Make sure the user hadoop have the ownership on the decompressed hadoop binary directory, and configure the hadoop under hadoop user

Configure hadoop

  • Set JAVA_HOME in hadoop enviroment file In $HADOOP_HOME/etc/hadoop/hadoop-env.sh file, edit export JAVA_HOME=$JAVA_HOME as export JAVA_HOME=${your java installation}
  • Configure core-site.xml as

    XML
    <configuration>
      <property>
        <name>hadoop.tmp.dir</name>
        <value>/usr/hadoop/tmp</value>
      </property>
      <property>
        <name>fs.default.name</name>
        <value>hdfs://$Master IP:9000</value>
      </property>
    </configuration>
    

    Make sure the path of hadoop.tmp.dir exists, and don't put it under /tmp

  • Configure hdfs-site.xml Based on how many slaves you are, make sure the dfs.replication value less than the number of slaves.

    XML
    <configuration>
      <property>
          <name>dfs.replication</name>
          <value>2</value>
      </property>
      <property>
          <name>dfs.namenode.datanode.registration.ip-hostname-check</name>
          <value>false</value>
      </property>
    </configuration>
    

    The dfs.namenode.datanode.registration.ip-hostname-check will disable the IP hostname check if you don't want it

  • Configure mapred-site.xml Configure the job tracker.

    XML
    <configuration>
      <property>
          <name>mapred.job.tracker</name>
          <value>http://$Mastetr IP:9001</value>
      </property>
    </configuration>
    

  • Configure slaves Edit file slaves add all slaves' IP address or hostname into it line by line. Master also can be added as slave.

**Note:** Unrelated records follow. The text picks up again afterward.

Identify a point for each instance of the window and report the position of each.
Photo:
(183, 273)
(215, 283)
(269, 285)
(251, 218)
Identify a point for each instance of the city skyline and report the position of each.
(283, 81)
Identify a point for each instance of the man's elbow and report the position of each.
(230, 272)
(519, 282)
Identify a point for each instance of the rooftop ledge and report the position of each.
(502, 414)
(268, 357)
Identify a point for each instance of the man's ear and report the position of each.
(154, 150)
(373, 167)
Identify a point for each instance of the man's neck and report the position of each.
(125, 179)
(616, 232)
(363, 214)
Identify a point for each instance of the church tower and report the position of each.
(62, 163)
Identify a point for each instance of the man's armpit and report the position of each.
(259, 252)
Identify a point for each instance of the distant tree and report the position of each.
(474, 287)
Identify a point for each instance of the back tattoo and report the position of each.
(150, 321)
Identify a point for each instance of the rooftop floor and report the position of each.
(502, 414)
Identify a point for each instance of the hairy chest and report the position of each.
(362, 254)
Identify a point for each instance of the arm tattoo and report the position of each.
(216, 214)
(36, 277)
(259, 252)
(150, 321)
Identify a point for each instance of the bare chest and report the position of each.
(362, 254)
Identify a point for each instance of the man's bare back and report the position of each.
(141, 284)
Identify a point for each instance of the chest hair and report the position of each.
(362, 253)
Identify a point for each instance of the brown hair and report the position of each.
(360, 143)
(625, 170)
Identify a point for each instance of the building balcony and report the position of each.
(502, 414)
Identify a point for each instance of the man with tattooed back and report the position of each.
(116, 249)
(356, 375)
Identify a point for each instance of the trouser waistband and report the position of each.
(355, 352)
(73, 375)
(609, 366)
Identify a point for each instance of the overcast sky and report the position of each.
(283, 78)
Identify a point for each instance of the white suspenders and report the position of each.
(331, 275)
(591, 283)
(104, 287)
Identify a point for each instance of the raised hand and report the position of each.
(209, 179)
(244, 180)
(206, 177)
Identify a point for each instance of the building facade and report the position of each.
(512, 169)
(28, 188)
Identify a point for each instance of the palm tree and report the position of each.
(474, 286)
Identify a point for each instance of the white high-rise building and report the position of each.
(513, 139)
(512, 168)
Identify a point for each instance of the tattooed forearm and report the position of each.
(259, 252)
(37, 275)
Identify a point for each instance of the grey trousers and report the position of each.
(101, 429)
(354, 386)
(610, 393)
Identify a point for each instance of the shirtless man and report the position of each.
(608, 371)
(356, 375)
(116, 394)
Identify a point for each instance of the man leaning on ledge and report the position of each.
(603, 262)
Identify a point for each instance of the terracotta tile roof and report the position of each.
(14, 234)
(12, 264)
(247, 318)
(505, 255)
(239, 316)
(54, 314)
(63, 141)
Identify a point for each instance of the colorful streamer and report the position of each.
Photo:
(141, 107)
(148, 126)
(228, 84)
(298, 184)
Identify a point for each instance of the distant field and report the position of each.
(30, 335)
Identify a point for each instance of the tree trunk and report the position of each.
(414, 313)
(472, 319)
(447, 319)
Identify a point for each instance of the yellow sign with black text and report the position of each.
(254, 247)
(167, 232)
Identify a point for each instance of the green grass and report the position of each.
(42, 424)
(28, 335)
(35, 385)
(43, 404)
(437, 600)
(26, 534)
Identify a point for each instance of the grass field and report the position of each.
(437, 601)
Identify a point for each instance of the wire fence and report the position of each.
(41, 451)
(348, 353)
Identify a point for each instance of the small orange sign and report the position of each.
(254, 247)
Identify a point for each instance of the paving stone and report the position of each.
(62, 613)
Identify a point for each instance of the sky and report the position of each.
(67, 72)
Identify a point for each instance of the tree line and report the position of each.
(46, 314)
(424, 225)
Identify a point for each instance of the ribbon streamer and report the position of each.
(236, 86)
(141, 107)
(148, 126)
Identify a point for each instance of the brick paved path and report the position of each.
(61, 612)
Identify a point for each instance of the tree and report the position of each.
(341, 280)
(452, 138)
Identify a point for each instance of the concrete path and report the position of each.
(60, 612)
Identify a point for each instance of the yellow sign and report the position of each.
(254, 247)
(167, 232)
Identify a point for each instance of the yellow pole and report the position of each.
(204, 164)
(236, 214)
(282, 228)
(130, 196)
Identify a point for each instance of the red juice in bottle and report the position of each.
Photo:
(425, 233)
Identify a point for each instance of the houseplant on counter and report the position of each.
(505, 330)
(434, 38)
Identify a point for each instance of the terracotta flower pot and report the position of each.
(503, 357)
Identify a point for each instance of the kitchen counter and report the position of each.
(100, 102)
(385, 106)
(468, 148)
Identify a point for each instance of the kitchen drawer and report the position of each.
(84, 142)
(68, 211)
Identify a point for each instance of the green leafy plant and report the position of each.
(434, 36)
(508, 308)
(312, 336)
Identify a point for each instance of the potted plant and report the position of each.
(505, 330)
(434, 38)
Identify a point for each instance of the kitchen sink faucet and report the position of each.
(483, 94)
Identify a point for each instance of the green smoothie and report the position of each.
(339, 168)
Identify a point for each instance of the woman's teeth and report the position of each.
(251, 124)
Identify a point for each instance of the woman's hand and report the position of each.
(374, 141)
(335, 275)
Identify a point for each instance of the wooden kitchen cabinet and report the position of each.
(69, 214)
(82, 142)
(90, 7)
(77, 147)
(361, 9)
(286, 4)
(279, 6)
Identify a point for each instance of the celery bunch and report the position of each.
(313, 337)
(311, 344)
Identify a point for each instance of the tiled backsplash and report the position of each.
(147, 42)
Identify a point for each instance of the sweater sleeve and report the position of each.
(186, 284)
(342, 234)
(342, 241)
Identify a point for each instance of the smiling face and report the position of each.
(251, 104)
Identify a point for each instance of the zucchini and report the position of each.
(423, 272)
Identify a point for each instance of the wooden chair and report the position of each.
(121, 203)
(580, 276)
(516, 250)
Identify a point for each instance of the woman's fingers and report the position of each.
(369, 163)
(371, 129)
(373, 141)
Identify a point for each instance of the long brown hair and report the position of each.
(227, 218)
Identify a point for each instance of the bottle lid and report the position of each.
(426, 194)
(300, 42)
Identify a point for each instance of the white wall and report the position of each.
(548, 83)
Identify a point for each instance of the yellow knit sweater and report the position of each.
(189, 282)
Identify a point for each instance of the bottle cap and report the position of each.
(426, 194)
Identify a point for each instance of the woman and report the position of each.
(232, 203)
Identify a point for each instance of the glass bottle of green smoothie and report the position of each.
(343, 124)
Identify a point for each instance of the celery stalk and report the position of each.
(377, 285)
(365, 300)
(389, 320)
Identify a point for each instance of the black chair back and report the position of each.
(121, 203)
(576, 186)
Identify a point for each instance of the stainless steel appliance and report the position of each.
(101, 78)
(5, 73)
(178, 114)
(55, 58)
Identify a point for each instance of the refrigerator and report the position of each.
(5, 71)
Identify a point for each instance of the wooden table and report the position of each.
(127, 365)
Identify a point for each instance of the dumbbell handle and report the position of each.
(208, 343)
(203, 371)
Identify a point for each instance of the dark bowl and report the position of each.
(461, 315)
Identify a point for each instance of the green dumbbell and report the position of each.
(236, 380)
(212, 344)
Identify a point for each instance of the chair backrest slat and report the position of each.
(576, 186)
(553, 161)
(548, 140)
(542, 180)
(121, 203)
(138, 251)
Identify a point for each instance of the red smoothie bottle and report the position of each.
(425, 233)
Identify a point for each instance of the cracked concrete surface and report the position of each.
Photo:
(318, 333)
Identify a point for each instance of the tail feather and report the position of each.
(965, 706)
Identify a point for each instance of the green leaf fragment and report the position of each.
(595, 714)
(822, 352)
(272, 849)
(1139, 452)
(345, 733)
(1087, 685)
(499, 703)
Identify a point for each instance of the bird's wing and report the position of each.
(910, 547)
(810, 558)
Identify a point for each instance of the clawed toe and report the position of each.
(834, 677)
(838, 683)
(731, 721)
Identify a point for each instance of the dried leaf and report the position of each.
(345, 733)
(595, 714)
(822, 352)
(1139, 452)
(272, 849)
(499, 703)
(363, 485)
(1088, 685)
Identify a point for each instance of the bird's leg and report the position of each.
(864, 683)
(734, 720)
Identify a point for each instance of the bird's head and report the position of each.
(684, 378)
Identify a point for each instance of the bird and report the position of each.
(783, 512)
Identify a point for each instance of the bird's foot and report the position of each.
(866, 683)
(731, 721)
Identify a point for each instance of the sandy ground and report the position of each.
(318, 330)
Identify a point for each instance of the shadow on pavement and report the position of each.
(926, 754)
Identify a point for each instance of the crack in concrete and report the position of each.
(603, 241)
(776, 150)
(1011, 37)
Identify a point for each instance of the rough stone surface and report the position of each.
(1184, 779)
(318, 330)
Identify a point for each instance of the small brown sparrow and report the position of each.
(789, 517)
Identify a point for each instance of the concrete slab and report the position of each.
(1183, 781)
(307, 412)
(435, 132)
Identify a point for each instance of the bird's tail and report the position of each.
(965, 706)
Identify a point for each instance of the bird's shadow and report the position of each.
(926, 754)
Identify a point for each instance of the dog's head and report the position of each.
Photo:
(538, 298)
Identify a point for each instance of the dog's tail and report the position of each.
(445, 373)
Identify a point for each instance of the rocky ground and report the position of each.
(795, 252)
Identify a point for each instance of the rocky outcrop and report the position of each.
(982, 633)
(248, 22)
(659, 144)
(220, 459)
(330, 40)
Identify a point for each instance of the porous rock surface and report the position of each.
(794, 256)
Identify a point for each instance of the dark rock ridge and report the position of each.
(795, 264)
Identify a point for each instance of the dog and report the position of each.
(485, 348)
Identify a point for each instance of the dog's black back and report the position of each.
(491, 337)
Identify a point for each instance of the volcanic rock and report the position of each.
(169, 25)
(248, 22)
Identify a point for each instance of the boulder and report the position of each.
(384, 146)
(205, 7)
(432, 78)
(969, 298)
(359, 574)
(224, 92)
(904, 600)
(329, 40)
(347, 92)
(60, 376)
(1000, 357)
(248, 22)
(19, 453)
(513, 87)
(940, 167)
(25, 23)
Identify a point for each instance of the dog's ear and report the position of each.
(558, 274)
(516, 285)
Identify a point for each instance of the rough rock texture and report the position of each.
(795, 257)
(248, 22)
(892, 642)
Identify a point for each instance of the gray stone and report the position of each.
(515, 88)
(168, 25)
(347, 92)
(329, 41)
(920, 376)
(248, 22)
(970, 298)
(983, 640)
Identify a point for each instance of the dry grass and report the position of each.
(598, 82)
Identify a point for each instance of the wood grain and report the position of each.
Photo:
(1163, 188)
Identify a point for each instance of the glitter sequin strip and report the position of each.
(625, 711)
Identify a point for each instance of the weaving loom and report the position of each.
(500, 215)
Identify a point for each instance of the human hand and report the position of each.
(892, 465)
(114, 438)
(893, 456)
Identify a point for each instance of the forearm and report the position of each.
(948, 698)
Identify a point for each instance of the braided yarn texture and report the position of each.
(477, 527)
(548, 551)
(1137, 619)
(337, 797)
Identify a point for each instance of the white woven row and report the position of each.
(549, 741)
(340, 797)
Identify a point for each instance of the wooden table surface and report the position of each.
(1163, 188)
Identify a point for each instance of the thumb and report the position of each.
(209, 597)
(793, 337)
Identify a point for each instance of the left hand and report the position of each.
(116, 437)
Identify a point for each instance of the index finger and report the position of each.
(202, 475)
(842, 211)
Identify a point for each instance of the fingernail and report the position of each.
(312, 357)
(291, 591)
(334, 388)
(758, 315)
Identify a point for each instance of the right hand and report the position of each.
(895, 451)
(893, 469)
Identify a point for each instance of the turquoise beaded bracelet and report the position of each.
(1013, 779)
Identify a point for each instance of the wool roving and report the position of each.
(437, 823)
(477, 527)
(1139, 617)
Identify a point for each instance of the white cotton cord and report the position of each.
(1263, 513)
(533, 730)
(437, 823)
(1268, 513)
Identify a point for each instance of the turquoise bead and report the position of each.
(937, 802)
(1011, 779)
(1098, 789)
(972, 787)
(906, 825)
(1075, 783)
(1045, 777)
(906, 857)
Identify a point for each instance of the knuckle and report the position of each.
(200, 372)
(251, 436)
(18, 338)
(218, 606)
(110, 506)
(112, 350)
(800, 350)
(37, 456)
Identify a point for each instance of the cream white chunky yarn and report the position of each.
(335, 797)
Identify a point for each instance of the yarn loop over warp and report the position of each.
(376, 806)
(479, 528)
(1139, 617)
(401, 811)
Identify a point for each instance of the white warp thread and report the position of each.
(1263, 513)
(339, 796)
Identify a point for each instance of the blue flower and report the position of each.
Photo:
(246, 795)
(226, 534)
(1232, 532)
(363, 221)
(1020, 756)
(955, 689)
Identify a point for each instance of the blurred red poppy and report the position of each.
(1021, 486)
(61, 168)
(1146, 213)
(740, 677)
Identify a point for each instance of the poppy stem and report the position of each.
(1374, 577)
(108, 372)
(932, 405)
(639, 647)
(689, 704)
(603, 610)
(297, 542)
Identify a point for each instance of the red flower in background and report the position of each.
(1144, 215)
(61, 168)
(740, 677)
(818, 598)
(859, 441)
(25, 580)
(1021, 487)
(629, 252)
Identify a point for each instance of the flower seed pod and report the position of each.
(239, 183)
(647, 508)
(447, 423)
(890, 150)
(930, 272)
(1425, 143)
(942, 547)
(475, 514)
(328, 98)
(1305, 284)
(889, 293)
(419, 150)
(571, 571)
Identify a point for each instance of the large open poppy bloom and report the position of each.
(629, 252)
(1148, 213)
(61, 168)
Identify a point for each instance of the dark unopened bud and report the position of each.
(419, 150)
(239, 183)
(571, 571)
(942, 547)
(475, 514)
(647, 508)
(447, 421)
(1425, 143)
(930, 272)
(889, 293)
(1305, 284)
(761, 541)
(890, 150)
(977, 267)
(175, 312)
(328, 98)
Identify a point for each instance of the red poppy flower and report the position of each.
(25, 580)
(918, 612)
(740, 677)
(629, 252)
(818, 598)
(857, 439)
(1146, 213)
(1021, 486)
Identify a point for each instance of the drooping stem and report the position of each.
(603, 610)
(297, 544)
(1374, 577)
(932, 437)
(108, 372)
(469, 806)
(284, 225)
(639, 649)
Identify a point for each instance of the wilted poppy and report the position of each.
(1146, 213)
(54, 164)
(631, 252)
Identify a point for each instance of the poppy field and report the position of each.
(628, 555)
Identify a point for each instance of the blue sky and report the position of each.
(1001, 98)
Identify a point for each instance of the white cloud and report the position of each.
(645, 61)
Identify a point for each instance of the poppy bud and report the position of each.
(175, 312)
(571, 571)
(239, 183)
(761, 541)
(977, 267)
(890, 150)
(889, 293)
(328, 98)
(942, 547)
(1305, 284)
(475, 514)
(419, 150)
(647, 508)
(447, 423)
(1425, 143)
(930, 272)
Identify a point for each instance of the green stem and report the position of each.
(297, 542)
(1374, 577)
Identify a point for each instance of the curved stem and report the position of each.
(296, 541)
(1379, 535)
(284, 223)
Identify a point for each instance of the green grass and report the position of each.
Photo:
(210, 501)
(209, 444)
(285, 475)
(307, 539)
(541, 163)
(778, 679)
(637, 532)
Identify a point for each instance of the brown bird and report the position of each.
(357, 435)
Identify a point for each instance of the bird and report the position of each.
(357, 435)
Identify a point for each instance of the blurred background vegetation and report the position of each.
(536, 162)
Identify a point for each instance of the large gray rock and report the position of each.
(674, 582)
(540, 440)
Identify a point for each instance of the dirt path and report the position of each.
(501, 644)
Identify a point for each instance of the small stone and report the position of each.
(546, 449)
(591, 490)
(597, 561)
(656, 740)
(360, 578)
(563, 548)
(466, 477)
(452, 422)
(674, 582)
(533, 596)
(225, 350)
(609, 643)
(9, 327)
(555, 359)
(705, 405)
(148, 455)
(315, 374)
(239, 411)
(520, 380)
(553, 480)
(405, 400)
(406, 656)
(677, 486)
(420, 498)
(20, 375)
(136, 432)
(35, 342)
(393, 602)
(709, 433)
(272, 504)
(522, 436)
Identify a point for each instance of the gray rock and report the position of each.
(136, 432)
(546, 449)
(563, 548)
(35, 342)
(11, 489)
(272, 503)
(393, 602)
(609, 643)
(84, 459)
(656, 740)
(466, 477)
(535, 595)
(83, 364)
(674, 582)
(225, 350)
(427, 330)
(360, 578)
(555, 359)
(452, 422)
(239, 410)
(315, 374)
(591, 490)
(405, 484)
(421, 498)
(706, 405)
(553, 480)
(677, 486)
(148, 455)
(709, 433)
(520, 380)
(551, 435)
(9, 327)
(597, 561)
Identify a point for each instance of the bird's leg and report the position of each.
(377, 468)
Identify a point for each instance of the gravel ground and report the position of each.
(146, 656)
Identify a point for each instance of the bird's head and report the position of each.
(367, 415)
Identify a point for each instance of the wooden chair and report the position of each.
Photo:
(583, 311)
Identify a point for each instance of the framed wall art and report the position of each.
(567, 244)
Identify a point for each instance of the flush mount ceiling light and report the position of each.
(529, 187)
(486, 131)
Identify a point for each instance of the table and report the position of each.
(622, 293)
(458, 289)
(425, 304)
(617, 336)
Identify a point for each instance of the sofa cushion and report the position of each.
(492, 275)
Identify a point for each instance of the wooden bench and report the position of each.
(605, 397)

  • Add HADOOP_HOME, and add $HADOOP_HOME/bin into PATH in master server

  • Copy the configured hadoop directory into all slaves scp -r $HADOOP_HOME hadoop@slave

Put $HADOOP_HOME on all slaves with same location as master, and run sudo chown -R hadoop:hadoop $HADOOP_HOME on all slaves if needed

Start & Stop Hadoop

  • Format namenode in master with user hadoop (one-time operation) hadoop namenode -format
  • Start Hadoop
    Text Only
       start-dfs.sh
       start-yarn.sh
    
    Open http://Master IP:50070 to view Hadoop status
  • Stop Hadoop
    Text Only
       stop-yarn.sh
       stop-dfs.sh
    

    You may search google for any issues